R/plot_text.R
In lime: Local Interpretable Model-Agnostic Explanations

Documented in plot_text_explanations

#' Plot text explanations
#'
#' Highlight words which explains a prediction.
#'
#' @param explanations object returned by the [lime.character] function.
#' @param ... parameters passed to `htmlwidgets::sizingPolicy()`
#'
#' @importFrom assertthat assert_that is.number is.string
#' @rdname text_explanations
#' @export
#'
#' @family explanation plots
#'
#' @examples
#' # We load a precalculated explanation set based on the procedure in the ?lime
#' # examples
#' explanations <- .load_text_example()
#'
#' # We see that the explanations are in the expected format
#' print(explanations)
#'
#' # We can now get the explanations in the context of the input text
#' plot_text_explanations(explanations)
#'
plot_text_explanations <- function(explanations, ...) {
  if (!requireNamespace('htmlwidgets', quietly = TRUE)) {
    stop('htmlwidgets is required for this functionality', call. = FALSE)
  }
  assert_that(is.data.frame(explanations))
  assert_that(!is.null(explanations$data))
  original_text <- explanations$data

  text_highlighted_raw <- lapply(unique(explanations$case), function(id) {
    current_case_df <- explanations[explanations$case == id,]
    original_text <- unique(current_case_df[["data"]])
    predicted_label <- unique(current_case_df[["label"]])
    predicted_label_prob <- unique(current_case_df[["label_prob"]])
    assert_that(is.string(original_text))
    assert_that(is.string(predicted_label))
    assert_that(is.number(predicted_label_prob))
    info_prediction_text <- paste0(
      '<sub>Label predicted: ',
      predicted_label,
      ' (',
      round(predicted_label_prob * 100, 2),
      '%)<br/>Explainer fit: ',
      format(current_case_df$model_r2[1], digits = 2),
      '</sub>'
    )

    current_case_df$weight_percent <- abs(current_case_df$feature_weight) / sum(abs(current_case_df$feature_weight))

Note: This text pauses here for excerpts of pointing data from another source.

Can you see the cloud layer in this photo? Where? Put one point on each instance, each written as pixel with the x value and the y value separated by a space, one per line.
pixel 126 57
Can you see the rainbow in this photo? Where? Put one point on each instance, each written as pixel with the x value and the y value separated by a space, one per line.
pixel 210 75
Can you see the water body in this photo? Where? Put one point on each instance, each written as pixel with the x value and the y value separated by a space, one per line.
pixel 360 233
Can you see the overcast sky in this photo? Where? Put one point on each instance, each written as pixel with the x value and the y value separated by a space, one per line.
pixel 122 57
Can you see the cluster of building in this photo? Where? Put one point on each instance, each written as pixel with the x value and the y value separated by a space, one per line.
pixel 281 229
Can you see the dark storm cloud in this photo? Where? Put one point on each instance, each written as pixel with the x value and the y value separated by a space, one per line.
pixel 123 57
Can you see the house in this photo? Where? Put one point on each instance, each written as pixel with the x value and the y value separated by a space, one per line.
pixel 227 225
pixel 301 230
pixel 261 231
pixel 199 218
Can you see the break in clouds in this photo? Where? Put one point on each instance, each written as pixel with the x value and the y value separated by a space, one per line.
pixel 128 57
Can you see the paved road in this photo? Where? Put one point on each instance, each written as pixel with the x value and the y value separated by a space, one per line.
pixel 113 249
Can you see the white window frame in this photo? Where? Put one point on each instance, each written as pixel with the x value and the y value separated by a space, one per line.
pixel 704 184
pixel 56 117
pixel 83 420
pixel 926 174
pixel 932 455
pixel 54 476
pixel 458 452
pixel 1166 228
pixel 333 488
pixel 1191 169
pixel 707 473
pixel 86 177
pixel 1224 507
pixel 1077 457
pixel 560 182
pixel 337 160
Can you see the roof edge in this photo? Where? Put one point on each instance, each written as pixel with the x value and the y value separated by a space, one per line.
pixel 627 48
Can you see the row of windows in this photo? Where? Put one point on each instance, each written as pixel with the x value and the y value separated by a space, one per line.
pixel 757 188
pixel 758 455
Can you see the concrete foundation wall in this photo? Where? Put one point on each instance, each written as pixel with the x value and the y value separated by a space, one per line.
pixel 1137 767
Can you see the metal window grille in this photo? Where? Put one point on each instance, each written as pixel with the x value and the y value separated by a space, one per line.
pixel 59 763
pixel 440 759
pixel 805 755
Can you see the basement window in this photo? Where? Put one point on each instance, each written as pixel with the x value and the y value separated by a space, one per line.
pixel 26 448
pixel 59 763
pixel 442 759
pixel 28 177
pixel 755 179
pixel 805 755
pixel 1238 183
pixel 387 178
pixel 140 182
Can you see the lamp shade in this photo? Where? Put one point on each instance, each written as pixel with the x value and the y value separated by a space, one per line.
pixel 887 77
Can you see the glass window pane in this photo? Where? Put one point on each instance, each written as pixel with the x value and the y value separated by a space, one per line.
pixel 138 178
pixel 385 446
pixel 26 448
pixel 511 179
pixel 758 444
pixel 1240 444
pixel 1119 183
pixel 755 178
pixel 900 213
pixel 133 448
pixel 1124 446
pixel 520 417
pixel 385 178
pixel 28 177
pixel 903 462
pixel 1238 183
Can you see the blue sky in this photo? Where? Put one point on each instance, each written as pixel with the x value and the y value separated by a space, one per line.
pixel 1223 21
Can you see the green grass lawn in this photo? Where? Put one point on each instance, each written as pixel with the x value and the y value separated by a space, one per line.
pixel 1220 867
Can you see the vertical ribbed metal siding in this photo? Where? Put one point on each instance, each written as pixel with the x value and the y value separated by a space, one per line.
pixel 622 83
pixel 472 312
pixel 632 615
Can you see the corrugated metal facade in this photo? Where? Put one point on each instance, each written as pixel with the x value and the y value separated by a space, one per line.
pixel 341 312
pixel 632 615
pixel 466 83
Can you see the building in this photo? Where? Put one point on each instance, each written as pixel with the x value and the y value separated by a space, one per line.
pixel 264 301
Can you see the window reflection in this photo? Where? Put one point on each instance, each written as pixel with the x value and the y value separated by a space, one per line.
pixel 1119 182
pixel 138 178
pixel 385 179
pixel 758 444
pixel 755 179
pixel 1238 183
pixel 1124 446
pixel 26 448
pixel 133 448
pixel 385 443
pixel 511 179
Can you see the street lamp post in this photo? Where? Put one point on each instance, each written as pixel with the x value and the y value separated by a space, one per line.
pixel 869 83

    current_case_df$sign <- ifelse(current_case_df$feature_weight > 0, 1, -1)
    current_case_df$code_level <- current_case_df$sign * (1 + current_case_df$weight_percent %/% 0.2)
    current_case_df$color <- sapply(current_case_df$code_level, get_color_code)

    paste(
      get_html_span(original_text, current_case_df),
      "</br>",
      info_prediction_text
    )
  })

  text_highlighted <- paste(
    '<div style="overflow-y:scroll;font-family:sans-serif;height:100%">',
    paste("<p>", text_highlighted_raw, "</p>", collapse = "<br/>"),
    "</div>"
  )

  htmlwidgets::createWidget(
    "plot_text_explanations",
    list(html = text_highlighted),
    sizingPolicy = htmlwidgets::sizingPolicy(
      knitr.figure = FALSE,
      defaultHeight = "auto",
      knitr.defaultWidth = "100%",
      ...
    ),
    package = "lime"
  )
}

#' @importFrom stringi stri_replace_all_regex
get_html_span <- function(text, current_case_df) {
  result <- text
  for (word in current_case_df$feature) {
    color <- as.character(current_case_df[current_case_df$feature == word, "color"])
    text_searched <- paste0("(\\b", word, "\\b)")
    replace_expression <- paste0("<span class='", color, "'>", "$1", "</span>")
    result <- stri_replace_all_regex(result, text_searched, replace_expression)
  }
  result
}

get_color_code <- function(code_level) {
  switch(as.character(code_level),
         "-6" = "negative_5", # for -100%
         "-5" = "negative_5",
         "-4" = "negative_4",
         "-3" = "negative_3",
         "-2" = "negative_2",
         "-1" = "negative_1",
         "1" = "positive_1",
         "2" = "positive_2",
         "3" = "positive_3",
         "4" = "positive_4",
         "5" = "positive_5",
         "6" = "positive_5") # for 100%
}